Advance Auto Parts (NYSE:AAP) is a leading automotive aftermarket parts provider in North America. The company supplies replacement parts, accessories, and maintenance items for cars and trucks. AAP competes with other major players like AutoZone and O’Reilly Automotive. As the company prepares to release its quarterly earnings on May 22, 2025, investors are keenly watching the anticipated financial results.
Wall Street estimates AAP’s earnings per share (EPS) to be -$0.82 for the quarter ending March 2025. The revenue is projected to be approximately $2.51 billion, a decrease of 26.6% from the same quarter last year. These figures highlight the financial challenges AAP is currently facing.

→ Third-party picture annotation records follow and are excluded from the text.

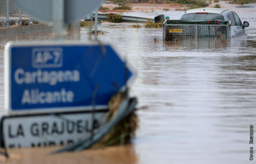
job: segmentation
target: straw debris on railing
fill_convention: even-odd
[[[107,120],[111,120],[118,112],[125,94],[120,92],[114,96],[108,103],[109,111],[107,114]],[[124,145],[129,143],[135,135],[138,127],[138,119],[134,109],[125,119],[114,126],[98,143],[95,147]]]

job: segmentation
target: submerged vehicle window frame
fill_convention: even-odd
[[[227,14],[226,17],[231,21],[232,26],[236,25],[236,20],[235,19],[235,17],[234,17],[234,15],[233,15],[233,12],[230,12]]]
[[[195,17],[197,16],[197,17]],[[205,18],[204,17],[205,17]],[[204,18],[204,19],[202,19]],[[216,13],[187,13],[181,16],[180,20],[225,20],[224,17],[219,14]]]
[[[240,19],[239,17],[235,12],[233,12],[233,15],[235,18],[235,20],[236,20],[236,25],[238,26],[243,26],[243,24]]]

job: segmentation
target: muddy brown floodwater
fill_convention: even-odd
[[[98,29],[108,33],[98,39],[111,43],[138,73],[130,94],[139,100],[140,123],[132,143],[54,155],[48,154],[58,147],[9,149],[10,158],[0,156],[0,163],[252,164],[249,141],[250,125],[256,126],[256,10],[234,10],[250,23],[248,37],[217,45],[163,43],[161,29],[103,22]],[[163,13],[178,19],[182,12],[124,15],[153,18]],[[88,30],[69,30],[66,39],[93,40]],[[0,37],[0,46],[10,40],[51,39],[50,31],[10,35]],[[0,109],[4,115],[3,56],[0,49]]]

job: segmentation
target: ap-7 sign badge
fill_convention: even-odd
[[[10,115],[106,109],[134,74],[109,45],[9,42],[5,54]]]

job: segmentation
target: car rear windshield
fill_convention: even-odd
[[[185,14],[181,16],[181,20],[224,20],[224,17],[217,14],[191,13]]]

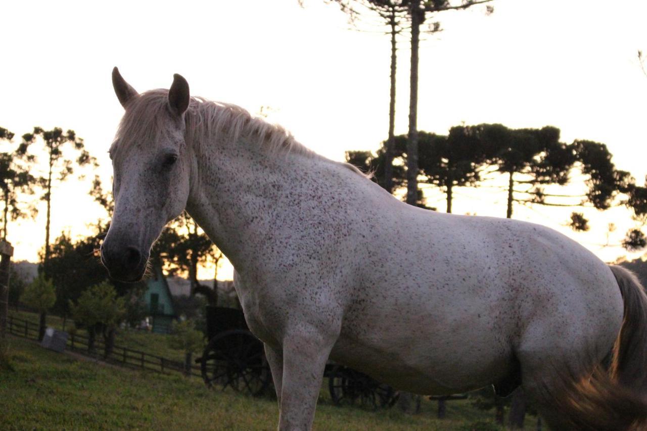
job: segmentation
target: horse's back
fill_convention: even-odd
[[[370,239],[354,256],[361,269],[333,351],[342,360],[371,362],[387,381],[417,375],[418,392],[448,392],[504,377],[520,350],[612,344],[622,320],[615,279],[565,236],[395,199],[376,206],[360,212]],[[387,358],[404,374],[382,369]]]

Over the past 30 days, analysts have revised the consensus EPS estimate downward by 3.6%. This revision suggests a reevaluation of AAP’s financial performance, which could influence the stock’s short-term price movement. If the actual earnings exceed expectations, the stock might see an upward trend. Conversely, if the results fall short, a decline in stock price is likely.

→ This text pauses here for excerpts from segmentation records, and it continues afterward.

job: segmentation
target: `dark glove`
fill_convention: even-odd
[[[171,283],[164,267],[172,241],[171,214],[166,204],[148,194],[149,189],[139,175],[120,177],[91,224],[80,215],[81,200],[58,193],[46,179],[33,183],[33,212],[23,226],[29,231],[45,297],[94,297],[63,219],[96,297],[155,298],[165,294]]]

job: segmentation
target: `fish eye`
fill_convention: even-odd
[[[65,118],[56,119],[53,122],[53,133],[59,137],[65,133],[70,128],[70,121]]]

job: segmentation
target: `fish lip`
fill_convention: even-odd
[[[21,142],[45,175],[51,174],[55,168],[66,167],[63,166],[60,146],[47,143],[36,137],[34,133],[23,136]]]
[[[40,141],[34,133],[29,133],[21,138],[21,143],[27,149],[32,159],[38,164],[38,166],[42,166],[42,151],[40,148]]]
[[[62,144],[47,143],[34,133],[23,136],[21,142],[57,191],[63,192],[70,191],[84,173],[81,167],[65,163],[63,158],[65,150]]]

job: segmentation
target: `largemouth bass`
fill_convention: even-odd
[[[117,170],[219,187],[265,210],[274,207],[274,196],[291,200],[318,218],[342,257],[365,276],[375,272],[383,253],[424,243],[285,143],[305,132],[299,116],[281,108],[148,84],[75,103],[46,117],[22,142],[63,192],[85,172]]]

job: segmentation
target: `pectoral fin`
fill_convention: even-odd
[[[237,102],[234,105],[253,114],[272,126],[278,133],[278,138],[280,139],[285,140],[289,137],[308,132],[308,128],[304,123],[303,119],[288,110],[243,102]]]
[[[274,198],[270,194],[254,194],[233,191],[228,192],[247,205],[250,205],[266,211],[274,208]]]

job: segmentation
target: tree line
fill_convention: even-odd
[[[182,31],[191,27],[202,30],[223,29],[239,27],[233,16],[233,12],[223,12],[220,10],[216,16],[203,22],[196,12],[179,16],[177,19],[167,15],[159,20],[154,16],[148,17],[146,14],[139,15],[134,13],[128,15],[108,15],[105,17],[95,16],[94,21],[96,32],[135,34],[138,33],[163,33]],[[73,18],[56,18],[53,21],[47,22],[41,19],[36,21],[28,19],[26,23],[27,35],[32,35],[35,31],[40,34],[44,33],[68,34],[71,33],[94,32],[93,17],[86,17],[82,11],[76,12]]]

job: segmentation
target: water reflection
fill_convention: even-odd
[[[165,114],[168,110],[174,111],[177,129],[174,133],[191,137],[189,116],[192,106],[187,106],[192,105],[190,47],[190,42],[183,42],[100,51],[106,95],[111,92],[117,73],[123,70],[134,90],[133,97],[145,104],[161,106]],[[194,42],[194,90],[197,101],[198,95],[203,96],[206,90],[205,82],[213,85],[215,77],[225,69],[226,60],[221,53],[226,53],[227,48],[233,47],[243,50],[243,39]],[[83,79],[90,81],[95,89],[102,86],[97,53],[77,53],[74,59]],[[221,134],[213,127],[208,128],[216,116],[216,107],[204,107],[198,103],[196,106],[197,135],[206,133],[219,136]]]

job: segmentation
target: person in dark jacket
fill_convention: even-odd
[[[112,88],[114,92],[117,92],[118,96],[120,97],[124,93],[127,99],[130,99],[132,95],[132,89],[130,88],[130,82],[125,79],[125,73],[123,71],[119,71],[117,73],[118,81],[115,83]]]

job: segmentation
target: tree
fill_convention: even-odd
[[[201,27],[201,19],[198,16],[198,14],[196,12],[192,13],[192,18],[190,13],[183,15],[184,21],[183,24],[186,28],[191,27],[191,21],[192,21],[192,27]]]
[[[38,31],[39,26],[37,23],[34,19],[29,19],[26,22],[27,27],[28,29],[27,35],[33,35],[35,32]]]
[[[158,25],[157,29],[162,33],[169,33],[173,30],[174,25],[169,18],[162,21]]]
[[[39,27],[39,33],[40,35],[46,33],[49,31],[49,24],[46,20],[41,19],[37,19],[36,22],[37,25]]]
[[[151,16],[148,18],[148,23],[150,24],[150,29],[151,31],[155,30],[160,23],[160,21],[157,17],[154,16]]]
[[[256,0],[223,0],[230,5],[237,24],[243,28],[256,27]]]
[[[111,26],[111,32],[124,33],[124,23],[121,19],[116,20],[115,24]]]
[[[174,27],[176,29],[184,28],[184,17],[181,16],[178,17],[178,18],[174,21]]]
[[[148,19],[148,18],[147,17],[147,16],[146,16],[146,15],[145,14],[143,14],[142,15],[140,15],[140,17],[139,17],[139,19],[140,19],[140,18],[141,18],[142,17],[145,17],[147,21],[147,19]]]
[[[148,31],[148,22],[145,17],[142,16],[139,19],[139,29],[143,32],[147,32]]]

AAP’s financial ratios further illustrate its current challenges. The company has a negative price-to-earnings (P/E) ratio of approximately -5.75, indicating negative earnings. The price-to-sales ratio is about 0.20, suggesting the stock is valued at 20 cents for every dolxlar of sales. Additionally, the enterprise value to sales ratio is around 0.38, reflecting the company’s total valuation relative to its sales.

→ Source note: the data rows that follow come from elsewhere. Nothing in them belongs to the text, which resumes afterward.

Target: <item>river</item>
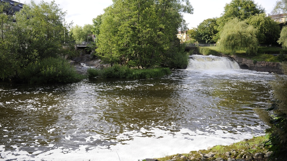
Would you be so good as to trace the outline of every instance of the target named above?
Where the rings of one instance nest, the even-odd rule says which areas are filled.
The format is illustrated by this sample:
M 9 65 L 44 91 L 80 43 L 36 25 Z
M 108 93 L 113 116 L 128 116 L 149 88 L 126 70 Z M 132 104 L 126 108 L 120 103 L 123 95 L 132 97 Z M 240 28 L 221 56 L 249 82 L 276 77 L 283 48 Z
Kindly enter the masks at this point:
M 193 56 L 146 80 L 0 84 L 0 160 L 133 161 L 264 135 L 272 74 Z

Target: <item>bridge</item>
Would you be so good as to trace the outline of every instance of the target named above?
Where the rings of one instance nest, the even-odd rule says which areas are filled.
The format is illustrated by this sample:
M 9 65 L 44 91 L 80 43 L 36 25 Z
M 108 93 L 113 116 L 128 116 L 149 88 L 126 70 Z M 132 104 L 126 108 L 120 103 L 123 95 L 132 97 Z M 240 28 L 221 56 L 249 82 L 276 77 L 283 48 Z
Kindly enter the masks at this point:
M 214 47 L 215 44 L 198 44 L 197 43 L 185 43 L 185 49 L 195 49 L 197 47 Z
M 75 45 L 75 49 L 76 50 L 82 50 L 83 53 L 85 54 L 88 54 L 87 48 L 92 46 L 92 43 L 93 42 L 91 41 L 76 41 Z
M 86 49 L 92 45 L 93 42 L 91 41 L 81 42 L 76 41 L 75 45 L 75 49 L 83 50 L 84 52 L 86 52 Z M 191 49 L 196 49 L 198 47 L 214 47 L 216 45 L 215 44 L 198 44 L 193 43 L 184 43 L 185 45 L 185 50 L 189 51 Z

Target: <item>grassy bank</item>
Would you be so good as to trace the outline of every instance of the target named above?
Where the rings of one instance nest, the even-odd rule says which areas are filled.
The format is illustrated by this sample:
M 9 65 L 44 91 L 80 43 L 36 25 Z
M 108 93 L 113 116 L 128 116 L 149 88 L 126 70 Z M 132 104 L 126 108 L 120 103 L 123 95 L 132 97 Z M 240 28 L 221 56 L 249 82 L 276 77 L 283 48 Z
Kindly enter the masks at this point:
M 235 55 L 241 58 L 253 60 L 254 62 L 264 61 L 270 62 L 282 62 L 287 61 L 287 56 L 283 54 L 287 54 L 287 51 L 283 50 L 277 47 L 258 47 L 258 53 L 256 55 L 247 56 L 245 51 L 243 50 L 238 51 Z M 217 47 L 200 47 L 198 49 L 198 52 L 204 55 L 218 56 L 221 53 L 225 55 L 229 55 L 230 53 L 228 51 L 221 50 Z M 274 56 L 271 54 L 280 54 Z
M 101 70 L 90 68 L 87 72 L 90 79 L 100 77 L 146 79 L 161 77 L 171 74 L 170 70 L 168 68 L 131 69 L 126 66 L 121 66 L 117 64 Z
M 263 147 L 262 143 L 266 140 L 265 136 L 254 137 L 248 140 L 244 140 L 228 146 L 217 145 L 209 148 L 207 150 L 191 151 L 188 154 L 178 154 L 156 159 L 159 161 L 172 159 L 178 161 L 200 160 L 203 154 L 211 154 L 211 156 L 214 155 L 214 156 L 206 158 L 207 160 L 215 160 L 217 158 L 222 158 L 226 160 L 229 157 L 242 159 L 244 157 L 245 155 L 245 156 L 252 156 L 258 153 L 266 153 L 267 150 Z M 252 159 L 252 160 L 265 160 L 264 158 L 261 160 L 254 158 Z M 246 160 L 249 160 L 247 159 Z

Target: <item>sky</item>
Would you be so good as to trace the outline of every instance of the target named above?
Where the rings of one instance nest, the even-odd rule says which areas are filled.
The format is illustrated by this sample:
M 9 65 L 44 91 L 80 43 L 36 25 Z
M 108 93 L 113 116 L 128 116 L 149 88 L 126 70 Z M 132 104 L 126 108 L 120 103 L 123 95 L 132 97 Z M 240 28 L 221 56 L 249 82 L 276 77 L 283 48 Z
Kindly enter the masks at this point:
M 50 2 L 52 0 L 44 0 Z M 24 4 L 30 3 L 29 0 L 17 0 Z M 41 0 L 34 0 L 38 4 Z M 254 0 L 254 1 L 265 8 L 266 14 L 270 13 L 277 0 Z M 184 17 L 188 23 L 189 28 L 196 27 L 204 20 L 208 18 L 220 17 L 226 4 L 231 0 L 189 0 L 194 9 L 193 14 L 185 14 Z M 103 13 L 104 9 L 111 5 L 112 0 L 55 0 L 56 4 L 63 11 L 66 11 L 65 20 L 67 22 L 73 22 L 76 25 L 83 26 L 85 24 L 93 24 L 93 19 Z

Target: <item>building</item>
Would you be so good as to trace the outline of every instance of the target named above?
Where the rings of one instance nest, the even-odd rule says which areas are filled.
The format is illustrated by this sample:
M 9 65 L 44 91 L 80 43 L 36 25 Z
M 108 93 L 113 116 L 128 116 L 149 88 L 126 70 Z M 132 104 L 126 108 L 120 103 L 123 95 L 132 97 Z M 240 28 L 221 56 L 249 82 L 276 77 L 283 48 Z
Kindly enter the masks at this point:
M 3 10 L 3 13 L 5 13 L 6 15 L 13 16 L 15 15 L 15 13 L 18 12 L 23 8 L 23 6 L 24 4 L 11 0 L 0 0 L 0 5 L 3 4 L 4 3 L 8 3 L 11 7 L 7 8 L 4 8 Z M 13 19 L 13 21 L 15 22 L 15 20 Z
M 274 21 L 280 23 L 284 23 L 287 20 L 287 13 L 278 14 L 274 15 L 270 15 L 268 14 L 268 16 L 270 17 L 271 19 Z
M 189 35 L 186 34 L 187 31 L 185 31 L 183 33 L 181 31 L 178 32 L 178 33 L 177 34 L 177 38 L 180 40 L 180 43 L 183 43 L 185 41 L 190 39 Z

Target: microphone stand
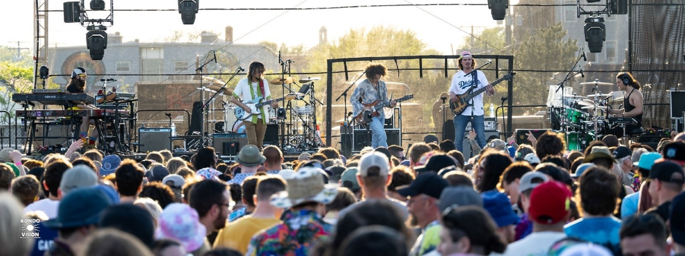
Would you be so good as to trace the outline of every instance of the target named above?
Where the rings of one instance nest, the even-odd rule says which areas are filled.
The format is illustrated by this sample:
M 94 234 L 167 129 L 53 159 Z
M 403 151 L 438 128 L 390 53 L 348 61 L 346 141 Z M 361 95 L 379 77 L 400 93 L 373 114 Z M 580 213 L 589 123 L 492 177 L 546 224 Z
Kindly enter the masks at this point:
M 205 59 L 207 59 L 208 58 L 209 58 L 209 53 L 207 53 L 207 58 L 205 58 Z M 212 62 L 212 61 L 216 61 L 216 59 L 215 59 L 214 57 L 212 57 L 212 59 L 210 59 L 209 61 L 205 62 L 203 64 L 201 65 L 199 68 L 197 68 L 195 69 L 195 72 L 197 72 L 197 71 L 200 72 L 200 88 L 201 88 L 201 91 L 202 91 L 200 92 L 200 101 L 201 102 L 202 100 L 205 100 L 205 88 L 202 87 L 202 74 L 203 74 L 202 73 L 203 73 L 203 71 L 204 70 L 205 66 L 206 66 L 207 64 L 209 64 L 210 62 Z M 200 113 L 201 113 L 203 115 L 206 115 L 207 114 L 206 113 L 206 111 L 205 111 L 205 109 L 206 109 L 205 106 L 206 106 L 206 104 L 202 104 L 202 107 L 200 108 Z M 207 135 L 206 132 L 205 132 L 205 121 L 207 119 L 207 117 L 209 117 L 209 116 L 206 116 L 205 118 L 203 119 L 202 122 L 200 122 L 200 132 L 202 134 L 201 135 L 201 138 L 202 138 L 202 146 L 203 147 L 206 147 L 206 146 L 209 145 L 209 141 L 210 141 L 210 140 L 207 139 L 207 138 L 205 137 Z M 224 125 L 225 125 L 225 124 L 224 124 Z
M 338 101 L 338 100 L 339 100 L 340 99 L 340 98 L 342 98 L 342 102 L 345 102 L 345 113 L 342 114 L 342 116 L 345 117 L 345 122 L 347 123 L 347 125 L 348 126 L 350 126 L 350 125 L 352 126 L 352 129 L 350 131 L 350 133 L 352 134 L 351 141 L 350 142 L 350 145 L 351 145 L 351 148 L 349 149 L 350 155 L 351 155 L 351 153 L 352 153 L 353 151 L 354 151 L 354 148 L 355 148 L 355 145 L 354 145 L 354 126 L 355 126 L 355 124 L 357 124 L 357 122 L 356 122 L 356 119 L 355 119 L 354 117 L 352 117 L 352 119 L 351 119 L 351 120 L 350 122 L 347 122 L 347 117 L 348 117 L 348 115 L 347 115 L 347 91 L 349 91 L 349 89 L 352 88 L 353 85 L 354 85 L 356 83 L 357 83 L 357 81 L 359 81 L 359 79 L 361 79 L 362 76 L 363 76 L 364 74 L 366 74 L 366 70 L 364 70 L 364 72 L 362 73 L 362 74 L 360 74 L 359 76 L 359 77 L 357 78 L 357 79 L 355 79 L 354 82 L 352 82 L 352 84 L 349 85 L 349 86 L 347 87 L 347 89 L 345 89 L 345 91 L 342 91 L 342 94 L 340 94 L 339 96 L 338 96 L 338 98 L 336 99 L 336 101 Z M 352 100 L 351 99 L 350 101 L 351 101 L 351 100 Z M 350 124 L 353 122 L 354 122 L 354 124 Z M 345 130 L 347 130 L 347 126 L 343 127 L 343 128 L 345 129 Z M 340 135 L 342 135 L 342 133 L 340 134 Z M 341 137 L 340 140 L 342 141 L 342 137 Z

The company’s debt-to-equity ratio stands at about 1.70, indicating a relatively high level of debt compared to its equity. However, AAP maintains a current ratio of approximately 1.32, suggesting it has a reasonable level of liquidity to cover short-term liabilities. The upcoming earnings report and management’s discussion will be crucial in determining the sustainability of any immediate price changes and future earnings projections.